Lu Yulan, Lu Yao, Deng Jingyuan, Lu Hui, Lu Long Jason
State Key Laboratory of Genetic Engineering, Institute of Biostatistics, School of Life Science, Fudan University, 220 Handan Road, Shanghai, 200433, People's Republic of China.
Methods Mol Biol. 2015;1279:235-45. doi: 10.1007/978-1-4939-2398-4_15.
Genes with indispensable functions are identified as essential; however, the traditional gene-level perspective of essentiality has several limitations. We hypothesized that protein domains, the independent structural or functional units of a polypeptide chain, are responsible for gene essentiality. If the essentiality of domains is known, the essential genes could be identified. To find such essential domains, we have developed an EM algorithm-based Essential Domain Prediction (EDP) Model. With simulated datasets, the model provided convergent results given different initial values and offered accurate predictions even with noise.
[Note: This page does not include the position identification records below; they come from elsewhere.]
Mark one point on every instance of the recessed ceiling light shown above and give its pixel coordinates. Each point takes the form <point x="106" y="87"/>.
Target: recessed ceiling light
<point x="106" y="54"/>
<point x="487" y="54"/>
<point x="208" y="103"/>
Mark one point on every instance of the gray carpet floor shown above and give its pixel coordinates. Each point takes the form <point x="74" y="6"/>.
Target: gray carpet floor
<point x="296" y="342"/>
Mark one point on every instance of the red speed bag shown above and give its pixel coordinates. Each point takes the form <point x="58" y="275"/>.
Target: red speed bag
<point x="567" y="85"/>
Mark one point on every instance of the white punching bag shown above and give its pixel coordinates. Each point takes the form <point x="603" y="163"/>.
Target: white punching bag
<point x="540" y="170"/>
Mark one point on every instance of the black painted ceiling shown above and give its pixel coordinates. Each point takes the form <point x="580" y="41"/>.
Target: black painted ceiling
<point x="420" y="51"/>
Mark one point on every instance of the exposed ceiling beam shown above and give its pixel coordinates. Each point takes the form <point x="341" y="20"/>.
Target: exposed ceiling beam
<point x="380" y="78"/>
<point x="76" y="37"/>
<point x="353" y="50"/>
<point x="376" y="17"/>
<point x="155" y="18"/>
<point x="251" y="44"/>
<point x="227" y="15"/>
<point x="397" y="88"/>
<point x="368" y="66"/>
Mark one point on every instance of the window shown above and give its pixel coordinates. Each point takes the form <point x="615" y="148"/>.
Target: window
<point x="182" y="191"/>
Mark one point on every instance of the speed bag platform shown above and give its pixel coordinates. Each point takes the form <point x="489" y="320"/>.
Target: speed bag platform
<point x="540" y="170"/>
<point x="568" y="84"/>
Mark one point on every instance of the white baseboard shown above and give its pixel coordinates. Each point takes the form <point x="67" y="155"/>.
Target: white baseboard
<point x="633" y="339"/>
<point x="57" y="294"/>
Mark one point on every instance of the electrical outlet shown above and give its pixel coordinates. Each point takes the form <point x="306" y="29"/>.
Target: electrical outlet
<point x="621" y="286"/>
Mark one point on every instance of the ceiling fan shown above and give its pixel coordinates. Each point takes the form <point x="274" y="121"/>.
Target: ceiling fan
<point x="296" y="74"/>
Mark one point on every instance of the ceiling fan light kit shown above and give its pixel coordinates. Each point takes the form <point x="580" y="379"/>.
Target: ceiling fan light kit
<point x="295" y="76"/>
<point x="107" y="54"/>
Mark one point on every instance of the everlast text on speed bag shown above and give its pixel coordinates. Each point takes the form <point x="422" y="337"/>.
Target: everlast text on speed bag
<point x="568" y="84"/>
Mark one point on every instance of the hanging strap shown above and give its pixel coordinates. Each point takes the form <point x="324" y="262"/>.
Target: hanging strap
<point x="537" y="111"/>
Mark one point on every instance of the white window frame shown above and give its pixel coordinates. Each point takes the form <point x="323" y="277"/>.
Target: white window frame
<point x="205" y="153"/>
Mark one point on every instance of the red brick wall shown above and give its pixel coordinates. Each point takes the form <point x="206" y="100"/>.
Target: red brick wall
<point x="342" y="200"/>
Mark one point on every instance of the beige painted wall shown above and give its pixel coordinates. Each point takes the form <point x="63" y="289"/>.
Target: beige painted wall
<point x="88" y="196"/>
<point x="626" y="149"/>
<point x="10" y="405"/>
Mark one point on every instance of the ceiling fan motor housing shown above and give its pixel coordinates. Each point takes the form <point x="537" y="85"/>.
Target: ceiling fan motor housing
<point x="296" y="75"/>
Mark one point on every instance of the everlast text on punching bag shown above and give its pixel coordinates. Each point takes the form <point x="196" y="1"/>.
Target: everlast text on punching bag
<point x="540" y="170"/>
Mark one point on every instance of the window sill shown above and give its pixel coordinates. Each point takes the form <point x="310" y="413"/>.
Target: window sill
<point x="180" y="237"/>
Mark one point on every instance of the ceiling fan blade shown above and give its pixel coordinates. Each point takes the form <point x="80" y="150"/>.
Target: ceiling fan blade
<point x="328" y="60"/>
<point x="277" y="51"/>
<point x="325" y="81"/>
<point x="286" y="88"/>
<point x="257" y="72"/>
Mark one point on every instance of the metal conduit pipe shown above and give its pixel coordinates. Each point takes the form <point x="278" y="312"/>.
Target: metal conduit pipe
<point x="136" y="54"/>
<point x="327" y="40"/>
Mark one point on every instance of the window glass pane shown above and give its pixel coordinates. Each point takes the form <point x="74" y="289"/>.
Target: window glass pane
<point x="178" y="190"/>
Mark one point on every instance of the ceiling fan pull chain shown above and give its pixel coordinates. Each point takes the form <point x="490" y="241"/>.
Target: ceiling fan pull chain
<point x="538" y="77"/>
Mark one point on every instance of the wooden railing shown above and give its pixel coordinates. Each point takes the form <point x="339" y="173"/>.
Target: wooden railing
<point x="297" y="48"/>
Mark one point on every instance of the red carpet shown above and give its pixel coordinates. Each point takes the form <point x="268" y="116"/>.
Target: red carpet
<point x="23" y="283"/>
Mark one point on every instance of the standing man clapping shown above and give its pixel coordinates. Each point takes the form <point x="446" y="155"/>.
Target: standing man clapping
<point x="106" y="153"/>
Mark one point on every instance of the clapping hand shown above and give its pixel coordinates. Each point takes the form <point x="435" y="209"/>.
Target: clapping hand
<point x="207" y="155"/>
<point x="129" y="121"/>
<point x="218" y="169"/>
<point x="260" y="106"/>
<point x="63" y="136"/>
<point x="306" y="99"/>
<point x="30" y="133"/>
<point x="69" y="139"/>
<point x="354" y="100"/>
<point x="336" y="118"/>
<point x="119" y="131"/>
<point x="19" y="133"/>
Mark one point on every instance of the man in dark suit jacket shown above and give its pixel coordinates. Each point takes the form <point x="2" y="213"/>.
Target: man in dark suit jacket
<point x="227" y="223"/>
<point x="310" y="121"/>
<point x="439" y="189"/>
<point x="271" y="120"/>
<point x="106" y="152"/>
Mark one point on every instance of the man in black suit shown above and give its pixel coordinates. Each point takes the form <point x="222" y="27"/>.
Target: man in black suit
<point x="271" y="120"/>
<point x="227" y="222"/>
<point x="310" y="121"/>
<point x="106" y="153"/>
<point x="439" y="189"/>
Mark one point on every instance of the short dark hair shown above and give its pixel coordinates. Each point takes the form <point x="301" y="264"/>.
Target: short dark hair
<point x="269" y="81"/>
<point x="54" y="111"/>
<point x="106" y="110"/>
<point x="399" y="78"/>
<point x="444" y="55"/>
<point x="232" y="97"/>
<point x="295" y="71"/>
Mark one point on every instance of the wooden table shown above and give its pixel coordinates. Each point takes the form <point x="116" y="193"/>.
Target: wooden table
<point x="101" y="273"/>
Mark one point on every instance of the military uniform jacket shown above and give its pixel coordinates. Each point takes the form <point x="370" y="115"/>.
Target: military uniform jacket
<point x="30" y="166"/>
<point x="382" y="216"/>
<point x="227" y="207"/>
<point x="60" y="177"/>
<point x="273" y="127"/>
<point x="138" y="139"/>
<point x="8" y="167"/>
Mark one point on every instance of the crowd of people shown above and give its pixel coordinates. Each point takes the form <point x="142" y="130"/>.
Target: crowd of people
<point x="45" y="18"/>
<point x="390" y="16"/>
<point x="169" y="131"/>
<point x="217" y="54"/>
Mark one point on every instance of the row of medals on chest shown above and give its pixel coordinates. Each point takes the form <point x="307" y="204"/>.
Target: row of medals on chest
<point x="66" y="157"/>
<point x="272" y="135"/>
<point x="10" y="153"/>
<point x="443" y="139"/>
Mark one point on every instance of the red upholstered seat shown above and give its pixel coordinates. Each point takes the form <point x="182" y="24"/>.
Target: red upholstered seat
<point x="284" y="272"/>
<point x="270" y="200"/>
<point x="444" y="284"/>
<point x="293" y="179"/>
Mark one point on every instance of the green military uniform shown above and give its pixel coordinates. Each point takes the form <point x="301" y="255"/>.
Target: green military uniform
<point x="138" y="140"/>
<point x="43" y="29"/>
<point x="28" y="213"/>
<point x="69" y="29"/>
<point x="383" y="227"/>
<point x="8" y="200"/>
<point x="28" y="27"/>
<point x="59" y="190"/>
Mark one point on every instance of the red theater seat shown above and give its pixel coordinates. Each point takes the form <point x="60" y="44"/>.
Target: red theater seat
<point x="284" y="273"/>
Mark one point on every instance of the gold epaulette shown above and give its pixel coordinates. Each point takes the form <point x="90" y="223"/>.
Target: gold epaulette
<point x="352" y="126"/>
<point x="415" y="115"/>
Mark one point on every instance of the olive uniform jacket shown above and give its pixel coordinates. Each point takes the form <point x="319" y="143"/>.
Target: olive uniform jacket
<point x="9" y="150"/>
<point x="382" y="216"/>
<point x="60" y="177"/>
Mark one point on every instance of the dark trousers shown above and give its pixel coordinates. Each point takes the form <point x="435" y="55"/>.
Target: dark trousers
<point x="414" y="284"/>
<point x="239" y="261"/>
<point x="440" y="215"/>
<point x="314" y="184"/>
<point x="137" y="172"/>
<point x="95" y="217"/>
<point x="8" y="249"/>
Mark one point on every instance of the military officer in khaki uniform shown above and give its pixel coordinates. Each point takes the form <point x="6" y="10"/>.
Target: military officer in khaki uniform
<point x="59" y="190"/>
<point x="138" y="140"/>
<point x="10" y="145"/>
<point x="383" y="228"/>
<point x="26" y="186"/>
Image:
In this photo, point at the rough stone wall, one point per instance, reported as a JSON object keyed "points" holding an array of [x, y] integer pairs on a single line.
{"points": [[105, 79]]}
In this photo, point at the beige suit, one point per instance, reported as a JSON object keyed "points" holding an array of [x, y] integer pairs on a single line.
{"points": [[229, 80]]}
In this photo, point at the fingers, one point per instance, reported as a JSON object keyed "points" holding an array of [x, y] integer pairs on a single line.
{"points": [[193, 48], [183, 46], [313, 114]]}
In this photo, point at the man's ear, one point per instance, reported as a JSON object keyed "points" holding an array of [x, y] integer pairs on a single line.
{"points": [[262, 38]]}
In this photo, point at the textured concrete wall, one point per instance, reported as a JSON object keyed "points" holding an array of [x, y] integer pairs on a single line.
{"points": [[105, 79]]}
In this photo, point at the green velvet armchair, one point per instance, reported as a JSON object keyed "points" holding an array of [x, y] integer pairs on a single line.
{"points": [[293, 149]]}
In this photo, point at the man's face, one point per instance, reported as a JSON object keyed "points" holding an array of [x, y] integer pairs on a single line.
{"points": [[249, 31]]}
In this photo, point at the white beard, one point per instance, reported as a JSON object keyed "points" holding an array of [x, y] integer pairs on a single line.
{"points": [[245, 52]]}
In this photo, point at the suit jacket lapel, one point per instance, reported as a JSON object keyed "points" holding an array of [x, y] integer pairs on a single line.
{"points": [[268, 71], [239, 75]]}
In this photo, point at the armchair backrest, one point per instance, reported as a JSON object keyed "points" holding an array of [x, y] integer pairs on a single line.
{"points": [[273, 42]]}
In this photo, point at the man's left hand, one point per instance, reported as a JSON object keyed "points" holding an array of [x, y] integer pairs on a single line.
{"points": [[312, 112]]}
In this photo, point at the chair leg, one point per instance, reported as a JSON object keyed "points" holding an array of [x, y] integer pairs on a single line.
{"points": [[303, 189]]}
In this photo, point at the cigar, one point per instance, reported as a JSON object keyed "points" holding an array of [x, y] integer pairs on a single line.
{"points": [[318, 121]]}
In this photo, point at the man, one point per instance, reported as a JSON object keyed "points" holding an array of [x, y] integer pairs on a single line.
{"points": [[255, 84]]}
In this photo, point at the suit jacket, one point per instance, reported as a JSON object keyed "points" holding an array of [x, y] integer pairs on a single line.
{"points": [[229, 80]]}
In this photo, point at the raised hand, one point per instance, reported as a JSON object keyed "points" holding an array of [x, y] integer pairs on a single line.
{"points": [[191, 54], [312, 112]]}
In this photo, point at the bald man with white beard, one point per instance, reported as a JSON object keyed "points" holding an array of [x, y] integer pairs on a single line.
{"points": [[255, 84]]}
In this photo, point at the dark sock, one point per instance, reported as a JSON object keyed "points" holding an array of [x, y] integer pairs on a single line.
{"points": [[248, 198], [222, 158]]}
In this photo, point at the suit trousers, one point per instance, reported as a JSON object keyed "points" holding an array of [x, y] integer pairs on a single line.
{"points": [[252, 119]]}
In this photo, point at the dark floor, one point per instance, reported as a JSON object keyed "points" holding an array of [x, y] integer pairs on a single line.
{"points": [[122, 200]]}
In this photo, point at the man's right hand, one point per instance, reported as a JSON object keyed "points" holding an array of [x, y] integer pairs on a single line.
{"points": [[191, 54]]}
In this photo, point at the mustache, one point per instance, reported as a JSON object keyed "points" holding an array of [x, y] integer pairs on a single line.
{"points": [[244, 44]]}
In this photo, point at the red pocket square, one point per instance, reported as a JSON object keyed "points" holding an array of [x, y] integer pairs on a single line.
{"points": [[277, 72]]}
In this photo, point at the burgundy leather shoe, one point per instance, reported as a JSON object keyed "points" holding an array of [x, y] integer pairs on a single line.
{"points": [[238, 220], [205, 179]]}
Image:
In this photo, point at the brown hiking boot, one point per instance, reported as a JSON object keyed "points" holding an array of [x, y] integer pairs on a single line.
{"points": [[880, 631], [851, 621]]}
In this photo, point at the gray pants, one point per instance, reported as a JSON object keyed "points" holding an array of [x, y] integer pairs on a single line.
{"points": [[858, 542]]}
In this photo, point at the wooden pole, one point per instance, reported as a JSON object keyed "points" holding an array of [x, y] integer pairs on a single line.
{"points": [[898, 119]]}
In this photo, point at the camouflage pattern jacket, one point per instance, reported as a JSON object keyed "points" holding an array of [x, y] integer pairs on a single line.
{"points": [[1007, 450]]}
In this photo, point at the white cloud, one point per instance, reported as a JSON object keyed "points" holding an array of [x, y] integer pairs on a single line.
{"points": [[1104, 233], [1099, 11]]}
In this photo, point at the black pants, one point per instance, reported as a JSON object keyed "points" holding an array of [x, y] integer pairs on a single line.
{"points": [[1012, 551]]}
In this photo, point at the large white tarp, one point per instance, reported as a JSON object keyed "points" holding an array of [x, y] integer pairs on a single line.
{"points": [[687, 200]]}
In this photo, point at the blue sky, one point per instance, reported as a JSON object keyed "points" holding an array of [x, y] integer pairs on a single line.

We then applied the EDP model to six microbes and predicted 3,450 domains to be essential in at least one species, ranging 8-24 % in each species.
具有不可或缺功能的基因被确定为必需基因;然而,传统的基于基因层面的必需性观点存在若干局限性。我们推测,蛋白质结构域作为多肽链的独立结构或功能单元,是基因必需性的决定因素。如果已知结构域的必需性,那么就可以识别出必需基因。为了找到这类必需结构域,我们开发了一种基于期望最大化(EM)算法的必需结构域预测(EDP)模型。对于模拟数据集,该模型在不同初始值的情况下都能给出收敛结果,并且即使存在噪声也能提供准确的预测。然后,我们将EDP模型应用于六种微生物,预测出至少在一个物种中为必需的3450个结构域,每个物种中的比例在8%至24%之间。